Caching: When Read-Path and Write-Path Diverge
The cache was wrong after every update. The write path had no idea the read path was caching.
Introduction
Caching is used to speed up reads. You store a copy of data (in memory, Redis, or the browser) and serve it instead of hitting the source every time. The catch: when the source changes, the cache can become wrong. That wrongness often comes from the read path and the write path not following the same rules. This post is about how that happens and how to align them.
The Classic Mistake
A typical setup: the app reads an entity (e.g. a candidate or a job) from the database and caches it by ID. When the user updates the entity, the app writes to the database and then... does nothing to the cache. So the next read returns the old cached value. The write path updated the source of truth but not the cache; the read path still prefers the cache. So read-path and write-path diverge: the writer does not know about the cache, or does not invalidate or update it.
The fix is to make the write path part of the caching contract. On every write that changes data that is cached, you must either invalidate the cache (delete the key so the next read refetches) or update the cache (write the new value). Then the read path and the write path both respect the same rule: "the cache holds the latest value we care about, and we keep it in sync on write."
Other Places They Diverge
Read path and write path can diverge in other ways:
- Different keys: The read path caches by (userId, jobId). The write path invalidates by jobId only and forgets that there is a per-user view. So some cached entries never get invalidated.

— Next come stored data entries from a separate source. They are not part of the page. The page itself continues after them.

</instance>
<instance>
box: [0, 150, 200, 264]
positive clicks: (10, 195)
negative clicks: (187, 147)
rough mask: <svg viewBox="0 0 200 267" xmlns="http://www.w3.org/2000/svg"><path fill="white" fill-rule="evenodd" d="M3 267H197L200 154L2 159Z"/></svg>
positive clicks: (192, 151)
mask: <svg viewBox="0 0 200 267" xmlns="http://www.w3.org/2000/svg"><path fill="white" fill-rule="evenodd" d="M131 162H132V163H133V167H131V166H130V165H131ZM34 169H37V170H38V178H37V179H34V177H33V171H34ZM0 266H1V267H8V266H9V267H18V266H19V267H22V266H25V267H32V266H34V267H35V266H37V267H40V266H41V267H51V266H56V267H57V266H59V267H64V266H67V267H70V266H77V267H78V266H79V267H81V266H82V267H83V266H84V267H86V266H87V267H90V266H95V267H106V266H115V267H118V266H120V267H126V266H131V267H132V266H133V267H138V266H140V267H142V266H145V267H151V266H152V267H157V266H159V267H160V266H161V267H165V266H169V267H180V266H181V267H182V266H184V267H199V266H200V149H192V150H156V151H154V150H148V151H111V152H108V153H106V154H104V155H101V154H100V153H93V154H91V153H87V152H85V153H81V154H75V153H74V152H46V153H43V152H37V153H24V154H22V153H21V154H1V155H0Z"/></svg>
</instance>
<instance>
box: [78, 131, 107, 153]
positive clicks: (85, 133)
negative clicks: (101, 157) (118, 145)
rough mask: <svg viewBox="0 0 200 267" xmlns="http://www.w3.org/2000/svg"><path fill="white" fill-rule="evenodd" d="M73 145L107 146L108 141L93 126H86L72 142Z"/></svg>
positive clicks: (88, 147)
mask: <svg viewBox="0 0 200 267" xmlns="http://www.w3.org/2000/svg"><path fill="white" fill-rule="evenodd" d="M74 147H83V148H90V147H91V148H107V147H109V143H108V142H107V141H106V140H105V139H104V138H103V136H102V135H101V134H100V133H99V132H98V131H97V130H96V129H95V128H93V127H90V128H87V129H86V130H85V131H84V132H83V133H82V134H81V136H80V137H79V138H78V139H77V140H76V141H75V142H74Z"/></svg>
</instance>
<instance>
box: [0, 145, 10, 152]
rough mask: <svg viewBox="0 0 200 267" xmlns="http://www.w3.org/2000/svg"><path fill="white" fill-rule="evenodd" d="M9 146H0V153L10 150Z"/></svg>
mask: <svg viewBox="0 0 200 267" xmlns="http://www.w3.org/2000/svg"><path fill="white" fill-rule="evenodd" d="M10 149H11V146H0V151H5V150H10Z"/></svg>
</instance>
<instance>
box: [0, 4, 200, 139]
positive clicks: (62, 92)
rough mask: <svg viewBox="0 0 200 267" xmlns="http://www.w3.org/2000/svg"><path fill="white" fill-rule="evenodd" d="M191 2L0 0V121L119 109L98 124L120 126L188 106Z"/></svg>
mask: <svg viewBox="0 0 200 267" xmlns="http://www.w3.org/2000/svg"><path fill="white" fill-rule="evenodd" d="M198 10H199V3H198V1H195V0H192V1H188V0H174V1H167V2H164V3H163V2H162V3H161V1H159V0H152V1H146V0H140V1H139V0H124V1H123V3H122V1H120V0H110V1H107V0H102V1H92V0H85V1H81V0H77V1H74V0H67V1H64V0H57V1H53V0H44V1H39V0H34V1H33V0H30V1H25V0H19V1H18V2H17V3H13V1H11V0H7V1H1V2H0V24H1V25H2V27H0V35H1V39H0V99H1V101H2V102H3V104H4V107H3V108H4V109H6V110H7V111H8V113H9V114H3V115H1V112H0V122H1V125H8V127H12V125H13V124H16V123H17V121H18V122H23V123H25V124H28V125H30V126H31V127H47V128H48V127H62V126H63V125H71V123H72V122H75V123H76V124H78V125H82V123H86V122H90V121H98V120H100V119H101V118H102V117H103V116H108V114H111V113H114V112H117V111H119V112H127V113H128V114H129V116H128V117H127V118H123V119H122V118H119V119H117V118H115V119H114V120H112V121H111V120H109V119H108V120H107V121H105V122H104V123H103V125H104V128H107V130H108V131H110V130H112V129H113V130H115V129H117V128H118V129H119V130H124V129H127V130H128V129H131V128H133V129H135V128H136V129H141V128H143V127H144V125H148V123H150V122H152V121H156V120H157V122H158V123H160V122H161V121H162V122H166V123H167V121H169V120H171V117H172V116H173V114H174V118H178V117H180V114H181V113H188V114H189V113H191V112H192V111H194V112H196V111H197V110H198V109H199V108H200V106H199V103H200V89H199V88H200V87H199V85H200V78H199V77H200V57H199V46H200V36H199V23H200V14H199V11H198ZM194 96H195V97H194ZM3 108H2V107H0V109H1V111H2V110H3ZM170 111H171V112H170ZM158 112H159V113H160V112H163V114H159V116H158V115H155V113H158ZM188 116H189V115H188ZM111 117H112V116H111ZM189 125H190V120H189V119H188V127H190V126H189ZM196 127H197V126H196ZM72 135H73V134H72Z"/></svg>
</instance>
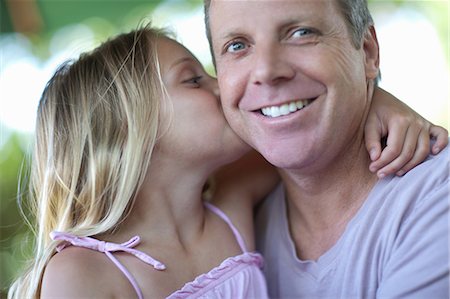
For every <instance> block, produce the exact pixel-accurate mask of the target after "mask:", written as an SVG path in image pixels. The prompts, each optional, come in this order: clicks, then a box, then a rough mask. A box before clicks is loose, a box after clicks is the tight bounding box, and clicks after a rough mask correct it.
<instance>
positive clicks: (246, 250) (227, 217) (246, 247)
mask: <svg viewBox="0 0 450 299" xmlns="http://www.w3.org/2000/svg"><path fill="white" fill-rule="evenodd" d="M204 205H205V206H206V207H207V208H208V209H209V210H210V211H211V212H213V213H214V214H216V215H217V216H219V217H220V218H222V220H223V221H225V222H226V223H227V224H228V226H229V227H230V229H231V230H232V231H233V234H234V237H235V238H236V241H237V242H238V244H239V247H241V250H242V252H247V247H246V246H245V242H244V239H243V238H242V236H241V234H240V233H239V231H238V230H237V228H236V227H235V226H234V224H233V223H232V222H231V220H230V218H228V216H227V215H226V214H225V213H224V212H222V210H221V209H219V208H218V207H216V206H215V205H213V204H211V203H209V202H206V201H205V202H204Z"/></svg>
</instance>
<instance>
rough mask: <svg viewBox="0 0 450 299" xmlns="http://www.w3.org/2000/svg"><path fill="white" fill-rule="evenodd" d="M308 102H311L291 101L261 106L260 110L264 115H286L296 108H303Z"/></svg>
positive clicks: (300, 108) (298, 109) (299, 100)
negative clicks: (271, 105)
mask: <svg viewBox="0 0 450 299" xmlns="http://www.w3.org/2000/svg"><path fill="white" fill-rule="evenodd" d="M310 103H311V100H298V101H292V102H290V103H287V104H283V105H281V106H271V107H266V108H262V109H261V112H262V114H264V115H265V116H270V117H279V116H284V115H288V114H290V113H293V112H295V111H297V110H300V109H303V108H304V107H305V106H308V105H309V104H310Z"/></svg>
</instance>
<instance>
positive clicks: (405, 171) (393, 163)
mask: <svg viewBox="0 0 450 299" xmlns="http://www.w3.org/2000/svg"><path fill="white" fill-rule="evenodd" d="M386 136H387V141H386V147H385V148H384V149H382V144H381V140H382V139H383V138H385V137H386ZM432 141H434V144H433V145H432V147H431V148H430V144H431V143H432ZM365 143H366V148H367V150H368V152H369V155H370V159H371V160H372V163H371V164H370V166H369V169H370V171H372V172H376V173H377V175H378V177H380V178H382V177H384V176H386V175H389V174H394V173H395V174H396V175H398V176H401V175H404V174H405V173H406V172H408V171H409V170H411V169H412V168H414V167H415V166H416V165H418V164H420V163H421V162H423V161H424V160H425V158H426V157H427V156H428V155H429V154H430V151H431V153H432V154H433V155H436V154H438V153H439V152H440V151H441V150H442V149H443V148H445V147H446V146H447V143H448V131H447V130H446V129H444V128H442V127H440V126H435V125H433V124H432V123H430V122H429V121H427V120H426V119H424V118H423V117H422V116H420V115H419V114H417V113H416V112H415V111H414V110H412V109H411V108H410V107H408V106H407V105H406V104H404V103H403V102H401V101H400V100H398V99H397V98H396V97H394V96H393V95H391V94H389V93H388V92H386V91H384V90H383V89H381V88H378V87H377V88H375V92H374V96H373V100H372V106H371V108H370V111H369V115H368V118H367V122H366V127H365Z"/></svg>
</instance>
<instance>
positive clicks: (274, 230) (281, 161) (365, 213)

- Aggregations: The read path caches a list or an aggregate (e.g. "candidates in this pipeline"). The write path updates one candidate and invalidates only that candidate’s record. The list cache is still wrong until it expires.

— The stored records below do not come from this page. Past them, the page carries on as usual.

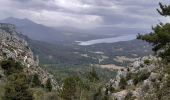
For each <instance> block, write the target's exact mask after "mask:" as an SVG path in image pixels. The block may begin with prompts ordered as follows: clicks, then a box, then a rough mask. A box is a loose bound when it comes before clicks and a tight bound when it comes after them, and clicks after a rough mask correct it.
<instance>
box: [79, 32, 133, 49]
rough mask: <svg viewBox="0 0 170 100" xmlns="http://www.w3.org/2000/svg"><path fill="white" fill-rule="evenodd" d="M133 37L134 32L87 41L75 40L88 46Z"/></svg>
mask: <svg viewBox="0 0 170 100" xmlns="http://www.w3.org/2000/svg"><path fill="white" fill-rule="evenodd" d="M134 39H136V34H133V35H132V34H131V35H124V36H117V37H111V38H103V39H96V40H89V41H77V42H78V45H82V46H88V45H94V44H99V43H115V42H120V41H130V40H134Z"/></svg>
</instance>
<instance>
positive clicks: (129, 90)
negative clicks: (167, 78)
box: [104, 56, 169, 100]
mask: <svg viewBox="0 0 170 100" xmlns="http://www.w3.org/2000/svg"><path fill="white" fill-rule="evenodd" d="M163 66H164V64H161V59H159V58H156V57H153V56H149V57H143V58H140V59H138V60H136V61H135V62H134V63H132V64H131V65H130V66H129V67H127V68H126V69H124V70H119V71H118V73H117V76H116V78H114V79H111V80H110V81H109V82H108V83H107V84H106V87H105V88H104V91H105V93H106V95H108V96H109V97H110V99H111V100H152V99H153V100H169V97H168V96H167V95H165V96H164V94H163V92H162V91H164V90H166V91H167V90H168V89H163V87H165V83H166V80H167V76H168V74H166V73H165V72H164V70H165V68H164V67H163ZM161 92H162V94H161Z"/></svg>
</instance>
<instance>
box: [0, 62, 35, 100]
mask: <svg viewBox="0 0 170 100" xmlns="http://www.w3.org/2000/svg"><path fill="white" fill-rule="evenodd" d="M1 67H2V68H3V69H4V70H5V73H6V76H7V82H6V84H5V93H4V96H3V100H33V96H32V94H31V93H30V92H29V90H28V89H29V82H28V77H27V75H26V74H25V73H24V71H23V68H22V66H21V64H20V63H19V62H15V61H13V60H7V61H3V62H2V63H1Z"/></svg>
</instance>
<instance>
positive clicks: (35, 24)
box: [0, 17, 103, 43]
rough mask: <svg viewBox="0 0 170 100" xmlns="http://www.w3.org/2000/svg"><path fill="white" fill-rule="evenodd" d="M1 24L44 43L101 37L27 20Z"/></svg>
mask: <svg viewBox="0 0 170 100" xmlns="http://www.w3.org/2000/svg"><path fill="white" fill-rule="evenodd" d="M0 22H1V23H10V24H14V25H16V27H17V30H19V31H21V33H22V34H23V35H26V36H28V37H29V38H31V39H33V40H38V41H44V42H50V43H55V42H68V41H69V42H70V41H71V42H74V41H75V40H79V39H80V40H88V39H95V38H101V37H103V36H102V35H94V34H89V33H88V32H85V30H83V29H76V28H73V27H58V28H53V27H48V26H44V25H41V24H37V23H35V22H33V21H31V20H29V19H19V18H13V17H9V18H6V19H3V20H0Z"/></svg>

- Multiple layers: The browser caches, the API caches, and the database is the source of truth. A write might invalidate the API cache but not the browser cache, so the user still sees stale data until they refresh.
In each case, the fix is to make the write path aware of every cache that can contain the updated data and to invalidate or update those entries. That might mean invalidating by a pattern (e.g. "all keys for this job") or updating both the entity cache and the list cache when one entity changes.
Patterns That Help
Cache-aside with explicit invalidation: The app owns the cache. On read, it checks the cache; on miss, it loads from the source and populates the cache. On write, it updates the source and then invalidates (or updates) the relevant cache entries. The same code path that writes is responsible for keeping the cache correct.
Single key space: Use a consistent scheme for keys (e.g. entity:type:id, or list:type:queryHash) so that when you write, you know which keys to invalidate. If lists are cached by query, document which queries are affected by which writes and invalidate those query keys when the underlying data changes.
TTL as a backstop, not the strategy: A short TTL (e.g. 60 seconds) can limit how long stale data is served, but it does not fix the underlying problem. Prefer explicit invalidation on write so that the cache is correct as soon as the write completes. Use TTL to catch writes that missed invalidation (e.g. from another service) or to reclaim memory, not as the main way to achieve consistency.
Summary
- When the read path uses a cache and the write path does not update or invalidate it, the cache goes stale. Align them: every write that affects cached data must invalidate or update the right cache entries.
- Be aware of key design (per-user, per-entity, per-query) and of aggregations. One write can affect many cache entries; invalidate all of them.
- Prefer explicit invalidation on write; use TTL as a safety net. That way the cache stays correct by design instead of by expiry.